I've spent the last couple days working on much better logging. With a little luck, when confusing problems like those described in #7 and #15 happen, we should have a good chance of getting useful info from the Teensy Loader's Verbose Info window. The other programs like teensy_ports, teensy_reboot, teensy_serialmon will all send their verbose log info to Teensy Loader, so it'll be easy to get a comprehensive log of everything that actually happened with one easy-to-use GUI.

Regarding the concatenated lines, are you seeing this problem only at startup of the serial monitor? Does it ever happen after the window has been open for a while? My current theory is there's a lingering buffering problem. Might be buffering in teensy_serialmon, or could be buffering in the PC-side drivers, or it could even be buffered packets on the Teensy side.

@tonton81 - Any chance for a program that I can run on a Teensy here without an ESP to recreate the lockup issue?
 
sorry to get back to this issue, it wasnt a problem with teensy or ide, my ssd was running out of space, i think the java fills up with the stream and fills up the memory and then collapses or something, i deleted a few gigs and hasnt went down yet, im currently working on the spi port so the ESP is having a little rest, so the issue was most likely due to lack of storage space
 
I've only encountered it after compiling and uploading code when the serial monitor is already open. It only happens to that particular line - Visually what happens is those first few lines all appear at once after a very brief freeze. I certainly agree that it looks like a buffering issue, but as far as I can tell it only affects the first second or so of operation when reconnecting the serial monitor.
 
I've just run another test and established that the issue will always occur IF the number of characters on each line is greater than 127 (including the newline character) - any less than this and it displays fine.

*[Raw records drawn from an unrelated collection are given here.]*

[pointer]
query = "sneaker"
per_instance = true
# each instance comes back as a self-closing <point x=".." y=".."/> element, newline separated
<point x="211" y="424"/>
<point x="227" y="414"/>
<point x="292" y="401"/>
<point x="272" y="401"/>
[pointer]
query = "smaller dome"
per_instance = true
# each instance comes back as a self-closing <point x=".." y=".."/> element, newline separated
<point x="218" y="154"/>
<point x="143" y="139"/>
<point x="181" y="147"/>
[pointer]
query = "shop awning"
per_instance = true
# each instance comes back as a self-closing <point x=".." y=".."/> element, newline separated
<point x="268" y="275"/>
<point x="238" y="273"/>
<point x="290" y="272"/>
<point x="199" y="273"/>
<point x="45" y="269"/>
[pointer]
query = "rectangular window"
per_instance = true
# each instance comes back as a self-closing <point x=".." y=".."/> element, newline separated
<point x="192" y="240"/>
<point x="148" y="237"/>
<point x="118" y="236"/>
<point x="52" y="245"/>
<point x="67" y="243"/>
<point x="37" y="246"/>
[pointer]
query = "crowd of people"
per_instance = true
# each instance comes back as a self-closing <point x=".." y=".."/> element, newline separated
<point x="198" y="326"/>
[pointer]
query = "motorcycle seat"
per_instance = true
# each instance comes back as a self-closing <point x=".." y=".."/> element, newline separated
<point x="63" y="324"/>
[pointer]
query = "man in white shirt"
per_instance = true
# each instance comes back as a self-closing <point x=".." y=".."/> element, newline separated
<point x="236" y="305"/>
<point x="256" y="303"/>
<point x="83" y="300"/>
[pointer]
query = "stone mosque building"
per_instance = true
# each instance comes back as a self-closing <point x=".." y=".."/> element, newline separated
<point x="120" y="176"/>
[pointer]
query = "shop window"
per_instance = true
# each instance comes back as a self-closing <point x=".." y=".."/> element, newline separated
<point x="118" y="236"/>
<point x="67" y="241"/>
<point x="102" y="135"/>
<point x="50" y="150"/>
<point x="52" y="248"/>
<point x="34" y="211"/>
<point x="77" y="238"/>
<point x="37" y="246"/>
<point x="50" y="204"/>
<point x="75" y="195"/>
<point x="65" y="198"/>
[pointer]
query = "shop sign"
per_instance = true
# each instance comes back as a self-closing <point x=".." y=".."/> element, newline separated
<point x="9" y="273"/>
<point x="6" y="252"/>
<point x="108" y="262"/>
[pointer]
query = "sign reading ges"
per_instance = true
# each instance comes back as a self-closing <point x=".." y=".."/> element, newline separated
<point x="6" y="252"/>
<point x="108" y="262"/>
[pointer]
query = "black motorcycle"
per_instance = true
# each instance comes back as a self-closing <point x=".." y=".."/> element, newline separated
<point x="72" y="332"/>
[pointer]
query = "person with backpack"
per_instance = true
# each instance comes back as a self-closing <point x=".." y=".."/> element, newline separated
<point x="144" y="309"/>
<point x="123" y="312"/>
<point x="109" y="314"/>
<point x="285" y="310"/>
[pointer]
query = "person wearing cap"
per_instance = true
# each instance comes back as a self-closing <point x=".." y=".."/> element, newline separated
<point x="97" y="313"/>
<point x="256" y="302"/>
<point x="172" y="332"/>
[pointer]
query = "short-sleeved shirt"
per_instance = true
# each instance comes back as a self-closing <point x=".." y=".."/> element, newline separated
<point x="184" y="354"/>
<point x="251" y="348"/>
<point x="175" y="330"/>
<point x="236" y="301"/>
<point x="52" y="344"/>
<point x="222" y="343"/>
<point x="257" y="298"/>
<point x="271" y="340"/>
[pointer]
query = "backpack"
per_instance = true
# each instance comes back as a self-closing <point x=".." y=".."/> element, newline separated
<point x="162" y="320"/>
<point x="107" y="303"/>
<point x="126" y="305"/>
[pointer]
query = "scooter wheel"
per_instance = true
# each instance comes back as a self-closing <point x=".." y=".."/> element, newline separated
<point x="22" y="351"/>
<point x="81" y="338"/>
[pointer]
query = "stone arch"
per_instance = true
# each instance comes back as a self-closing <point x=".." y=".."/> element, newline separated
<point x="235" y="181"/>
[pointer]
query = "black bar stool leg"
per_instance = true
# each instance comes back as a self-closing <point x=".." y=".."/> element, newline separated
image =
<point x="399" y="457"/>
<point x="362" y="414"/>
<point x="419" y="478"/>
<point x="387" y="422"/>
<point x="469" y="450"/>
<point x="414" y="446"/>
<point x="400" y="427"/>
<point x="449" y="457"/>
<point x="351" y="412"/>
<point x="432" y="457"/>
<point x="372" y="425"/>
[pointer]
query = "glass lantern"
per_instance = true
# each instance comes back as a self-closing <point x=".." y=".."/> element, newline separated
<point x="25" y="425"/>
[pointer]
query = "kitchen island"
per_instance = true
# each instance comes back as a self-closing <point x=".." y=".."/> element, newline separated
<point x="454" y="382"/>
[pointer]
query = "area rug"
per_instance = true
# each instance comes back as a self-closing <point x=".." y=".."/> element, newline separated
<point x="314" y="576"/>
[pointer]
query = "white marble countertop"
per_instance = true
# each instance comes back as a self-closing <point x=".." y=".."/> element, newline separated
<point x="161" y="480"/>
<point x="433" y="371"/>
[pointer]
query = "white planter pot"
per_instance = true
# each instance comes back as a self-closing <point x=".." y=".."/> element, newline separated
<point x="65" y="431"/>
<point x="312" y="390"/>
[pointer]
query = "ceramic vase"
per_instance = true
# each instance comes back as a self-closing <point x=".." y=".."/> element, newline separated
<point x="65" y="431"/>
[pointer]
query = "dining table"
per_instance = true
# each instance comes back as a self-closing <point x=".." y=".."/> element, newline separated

I used the following sent at 20Hz. If you add one more character to the last string it will produce the issue on my machine.
USB.print("abababab");
USB.print("abababab");
USB.print("abababab");
USB.print("abababab");

USB.print("abababab");
USB.print("abababab");
USB.print("abababab");
USB.print("abababab");

USB.print("abababab");
USB.print("abababab");
USB.print("abababab");
USB.print("abababab");

USB.print("abababab");
USB.print("abababab");
USB.print("abababab");
USB.print("ababab"); //Add one more character here
USB.write('\n');
 
Ithe issue will always occur IF the number of characters on each line is greater than 127 (including the newline character)

Thanks for this detailed report. It's a huge help!

Right now I'm working to convert teensy_reboot to use the new location info. Also hit a bug in the new merged verbose info logging... so lots of code open right now on my desktop!

Will look into this one later today.
 
No problem - I had a hunch about the 127 characters ... - Its not a major issue and so not urgent from my point of view, and the new version looks great in all other respects but I will report back any other issues I encounter.
 
I'm debating whether to publish beta2 today, or wait a little longer.

@Defragster - would you like to give this another try?

I've now updated teensy_reboot.exe to use the location info, so it should always reboot the selected board if you've chosen one from the "Teensy" part of the ports menu. If you select from the "Serial" part, it's still considered only a suggestion. The location info isn't (yet) being used by Teensy Loader, so there are still some unlikely cases where the wrong board could get used, like having another board sitting in bootloader mode with Teensy Loader's auto mode switched off. But it should now be much better for using more than 1 board.

As you can see in that screenshot, Teensy Loader's verbose info window now collects details from the other utilities. Hopefully this will pave the way for easily reporting problems and me being able to solve them.